Where exactly does she find campaign recommendations in which voters can “have faith and trust?” For every campaign-paid sock puppet who posts online, there are multitudes of persons providing online content supporting or opposing candidates or measures who do so out of ideology or perceived economic interest. What evidence is there that the postings of the wingnuts and moonbats are more worthy of “faith and trust” than those of the sock puppets? I doubt that anybody who has spent any time with the Internet believes any such evidence exists.
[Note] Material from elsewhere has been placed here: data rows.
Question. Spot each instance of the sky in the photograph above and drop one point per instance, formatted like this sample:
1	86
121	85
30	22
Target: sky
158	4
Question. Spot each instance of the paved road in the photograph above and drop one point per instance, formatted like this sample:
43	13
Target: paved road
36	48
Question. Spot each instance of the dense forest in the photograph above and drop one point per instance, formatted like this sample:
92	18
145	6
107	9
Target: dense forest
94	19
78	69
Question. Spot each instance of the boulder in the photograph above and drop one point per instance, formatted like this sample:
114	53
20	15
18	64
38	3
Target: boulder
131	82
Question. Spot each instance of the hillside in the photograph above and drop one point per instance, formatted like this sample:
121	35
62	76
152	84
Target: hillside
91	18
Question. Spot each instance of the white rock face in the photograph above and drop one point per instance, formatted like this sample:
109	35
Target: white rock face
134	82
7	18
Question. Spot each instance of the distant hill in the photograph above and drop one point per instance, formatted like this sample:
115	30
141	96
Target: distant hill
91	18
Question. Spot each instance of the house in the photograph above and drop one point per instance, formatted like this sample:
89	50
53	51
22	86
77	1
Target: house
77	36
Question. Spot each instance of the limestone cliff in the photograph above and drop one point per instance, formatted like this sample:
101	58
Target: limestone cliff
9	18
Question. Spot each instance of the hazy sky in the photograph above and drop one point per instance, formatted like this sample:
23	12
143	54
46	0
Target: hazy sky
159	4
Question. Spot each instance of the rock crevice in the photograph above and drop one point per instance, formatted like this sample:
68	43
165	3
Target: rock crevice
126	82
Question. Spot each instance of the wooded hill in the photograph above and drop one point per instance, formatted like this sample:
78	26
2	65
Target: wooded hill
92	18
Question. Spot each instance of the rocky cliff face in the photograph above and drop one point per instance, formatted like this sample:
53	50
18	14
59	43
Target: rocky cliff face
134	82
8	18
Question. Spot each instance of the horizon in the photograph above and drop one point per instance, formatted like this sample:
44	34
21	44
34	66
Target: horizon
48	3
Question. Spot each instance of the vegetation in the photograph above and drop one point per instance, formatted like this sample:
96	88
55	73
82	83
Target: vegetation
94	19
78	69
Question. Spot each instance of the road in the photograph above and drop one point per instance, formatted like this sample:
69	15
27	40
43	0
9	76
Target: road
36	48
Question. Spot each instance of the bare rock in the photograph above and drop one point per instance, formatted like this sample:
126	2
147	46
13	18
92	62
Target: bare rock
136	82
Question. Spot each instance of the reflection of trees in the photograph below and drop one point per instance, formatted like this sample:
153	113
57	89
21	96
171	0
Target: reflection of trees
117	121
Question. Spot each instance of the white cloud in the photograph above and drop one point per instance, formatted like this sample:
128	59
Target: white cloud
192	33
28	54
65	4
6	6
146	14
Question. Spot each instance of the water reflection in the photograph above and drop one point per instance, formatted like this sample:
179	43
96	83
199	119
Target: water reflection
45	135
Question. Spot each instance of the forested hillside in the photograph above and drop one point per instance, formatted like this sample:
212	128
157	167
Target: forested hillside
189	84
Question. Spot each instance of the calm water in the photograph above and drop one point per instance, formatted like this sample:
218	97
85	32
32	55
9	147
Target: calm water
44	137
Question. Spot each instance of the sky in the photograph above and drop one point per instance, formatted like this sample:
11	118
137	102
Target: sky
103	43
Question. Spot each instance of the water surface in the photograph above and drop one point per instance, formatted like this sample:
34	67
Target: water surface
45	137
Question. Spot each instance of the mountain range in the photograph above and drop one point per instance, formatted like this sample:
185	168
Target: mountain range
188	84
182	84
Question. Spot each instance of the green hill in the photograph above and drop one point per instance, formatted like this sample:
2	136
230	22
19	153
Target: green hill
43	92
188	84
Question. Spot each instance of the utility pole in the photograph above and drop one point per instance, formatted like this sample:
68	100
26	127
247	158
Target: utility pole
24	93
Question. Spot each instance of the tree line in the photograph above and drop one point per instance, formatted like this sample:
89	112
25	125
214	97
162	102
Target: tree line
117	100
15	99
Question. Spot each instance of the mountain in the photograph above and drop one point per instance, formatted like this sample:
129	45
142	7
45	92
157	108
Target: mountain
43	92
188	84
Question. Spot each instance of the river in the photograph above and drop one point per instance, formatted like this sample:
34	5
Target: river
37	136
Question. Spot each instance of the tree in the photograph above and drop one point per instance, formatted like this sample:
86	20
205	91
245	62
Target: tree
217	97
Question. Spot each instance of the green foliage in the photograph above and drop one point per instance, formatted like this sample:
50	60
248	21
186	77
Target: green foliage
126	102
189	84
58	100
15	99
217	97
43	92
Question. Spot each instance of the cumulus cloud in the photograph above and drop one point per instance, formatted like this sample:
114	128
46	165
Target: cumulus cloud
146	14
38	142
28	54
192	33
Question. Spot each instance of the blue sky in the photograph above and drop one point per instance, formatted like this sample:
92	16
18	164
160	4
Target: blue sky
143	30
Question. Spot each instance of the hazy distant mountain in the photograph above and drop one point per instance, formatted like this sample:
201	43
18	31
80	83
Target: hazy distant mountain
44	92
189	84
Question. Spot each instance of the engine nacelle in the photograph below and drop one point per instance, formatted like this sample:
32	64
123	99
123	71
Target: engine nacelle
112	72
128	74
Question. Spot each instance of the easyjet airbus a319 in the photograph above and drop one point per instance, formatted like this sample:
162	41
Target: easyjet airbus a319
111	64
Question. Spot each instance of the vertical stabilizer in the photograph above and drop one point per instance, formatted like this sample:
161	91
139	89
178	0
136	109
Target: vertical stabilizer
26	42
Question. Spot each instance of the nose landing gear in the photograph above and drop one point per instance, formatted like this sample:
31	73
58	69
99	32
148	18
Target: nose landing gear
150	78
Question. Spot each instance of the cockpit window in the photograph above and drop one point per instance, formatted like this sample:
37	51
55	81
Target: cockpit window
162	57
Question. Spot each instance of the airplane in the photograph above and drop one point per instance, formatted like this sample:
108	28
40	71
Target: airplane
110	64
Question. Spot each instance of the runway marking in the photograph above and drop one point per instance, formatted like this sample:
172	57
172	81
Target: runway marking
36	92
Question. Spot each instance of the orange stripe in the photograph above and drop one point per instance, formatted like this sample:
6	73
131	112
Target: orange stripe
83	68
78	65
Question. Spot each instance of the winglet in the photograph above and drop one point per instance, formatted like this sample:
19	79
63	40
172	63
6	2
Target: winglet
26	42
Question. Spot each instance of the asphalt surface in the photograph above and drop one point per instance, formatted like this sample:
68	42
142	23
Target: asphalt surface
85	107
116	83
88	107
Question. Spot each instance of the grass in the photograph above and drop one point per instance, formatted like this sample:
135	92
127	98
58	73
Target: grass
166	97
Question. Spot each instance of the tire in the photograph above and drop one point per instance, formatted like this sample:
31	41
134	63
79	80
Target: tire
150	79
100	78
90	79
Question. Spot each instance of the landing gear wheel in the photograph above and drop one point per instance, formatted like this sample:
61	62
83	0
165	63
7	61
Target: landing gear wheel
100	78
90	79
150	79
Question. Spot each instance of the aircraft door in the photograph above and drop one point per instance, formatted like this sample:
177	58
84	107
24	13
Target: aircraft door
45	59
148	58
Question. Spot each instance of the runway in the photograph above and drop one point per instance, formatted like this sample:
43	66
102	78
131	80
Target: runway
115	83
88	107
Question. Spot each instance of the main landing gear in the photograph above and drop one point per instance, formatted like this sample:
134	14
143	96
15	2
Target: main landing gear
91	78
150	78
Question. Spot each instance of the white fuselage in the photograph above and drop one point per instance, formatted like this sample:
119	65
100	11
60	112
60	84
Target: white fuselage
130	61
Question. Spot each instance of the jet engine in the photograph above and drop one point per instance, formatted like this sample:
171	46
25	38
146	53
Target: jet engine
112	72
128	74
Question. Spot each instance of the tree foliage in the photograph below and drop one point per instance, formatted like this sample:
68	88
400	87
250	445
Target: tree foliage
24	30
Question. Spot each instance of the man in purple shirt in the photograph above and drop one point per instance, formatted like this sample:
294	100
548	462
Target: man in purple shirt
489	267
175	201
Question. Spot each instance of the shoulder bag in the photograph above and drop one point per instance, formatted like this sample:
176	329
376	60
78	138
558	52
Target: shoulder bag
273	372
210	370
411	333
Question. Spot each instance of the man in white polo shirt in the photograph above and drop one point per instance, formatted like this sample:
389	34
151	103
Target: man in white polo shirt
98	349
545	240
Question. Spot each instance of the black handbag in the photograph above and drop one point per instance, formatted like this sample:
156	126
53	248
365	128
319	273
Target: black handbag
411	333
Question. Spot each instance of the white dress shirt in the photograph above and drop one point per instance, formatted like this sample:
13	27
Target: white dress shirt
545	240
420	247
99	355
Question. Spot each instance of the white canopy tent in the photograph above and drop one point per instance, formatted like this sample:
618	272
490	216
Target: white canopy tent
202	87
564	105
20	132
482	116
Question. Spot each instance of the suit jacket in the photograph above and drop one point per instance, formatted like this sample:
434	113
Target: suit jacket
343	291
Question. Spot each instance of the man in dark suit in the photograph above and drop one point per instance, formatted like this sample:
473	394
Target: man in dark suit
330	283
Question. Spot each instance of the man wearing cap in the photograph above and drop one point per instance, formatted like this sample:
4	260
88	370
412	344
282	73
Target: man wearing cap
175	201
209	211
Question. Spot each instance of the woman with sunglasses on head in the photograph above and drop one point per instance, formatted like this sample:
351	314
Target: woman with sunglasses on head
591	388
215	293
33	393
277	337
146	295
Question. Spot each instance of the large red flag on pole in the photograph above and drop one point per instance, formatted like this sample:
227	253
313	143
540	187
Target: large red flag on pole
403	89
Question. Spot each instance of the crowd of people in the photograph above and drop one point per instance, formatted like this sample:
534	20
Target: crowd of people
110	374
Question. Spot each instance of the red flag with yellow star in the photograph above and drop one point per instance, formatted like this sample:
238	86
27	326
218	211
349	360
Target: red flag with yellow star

On what basis, then, can the state stigmatize some political speakers with a scarlet letter that says, in effect, don’t trust this person? Nothing in the Constitution or law says that people who venture online have a right to encounter only politic virgins there.

At the heart of the First Amendment is the idea that the truth arises out of a clash of argument and evidence and that the test of the validity of speech is its quality, not the identity or interests of the speaker. The core principle of free speech is that the state may not dictate the content of speech nor stigmatize particular speakers. Ravel’s proposal is a measure of how much so-called “good government” reformers hate democratic politics and the robust and rambunctious exercise of liberty.